I am a UK citizen working and living in Ireland for just over 10 years, with 10 years S1 contributions paid. I have 20 years left in my working life and may work several place within Europe over this period. can i claim an Irish state pension and a UK state pension, if so can i pay voluntary contributions to UK pension whilst working/or living in Ireland and can I pay voluntary contributions to Irish state pension whilst working /or living in UK.


----------



## Black Sheep (13 Jun 2012)

You can of course claim pension in both countries provided you have sufficient contributions paid. Don't forget we are looking at many changes in the pension sector over the next 20 years so the information given now may be totally irrelevant in that 20 years

Unless the situation has changed recently in the UK it has always been possible to pay voluntary contribs. in the UK while working in another country.
You could check with the Dept of work and Pensions UK.
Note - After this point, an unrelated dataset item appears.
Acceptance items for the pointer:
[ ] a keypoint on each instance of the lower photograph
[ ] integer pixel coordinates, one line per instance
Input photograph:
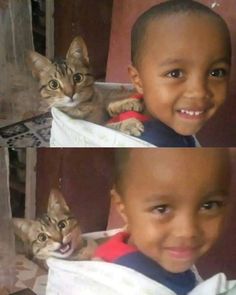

The Irish situation does not appear to allow the same benefit.


QUOTE

Voluntary contributions allow you to remain insured once you leave the compulsory PRSI system. You may choose to pay voluntary contributions, provided you meet certain conditions if you: 


are no longer covered by a PRSI scheme on a compulsory basis in Ireland,
are no longer covered by a PRSI scheme on a compulsory or voluntary basis in any other E.U. country,
are under age 66,
satisfy qualifying conditions


----------



## Gervan (6 Aug 2013)

I understand that Irish voluntary Prsi cannot be paid while paying voluntary UK NI contributions, but does anyone know how the year ends interact?

For example, if a voluntary UK contribution is paid 2013/2014 (UK year end 05/04/14) would a voluntary Irish Prsi contribution for 2014 (Jan to Dec) be allowed?


----------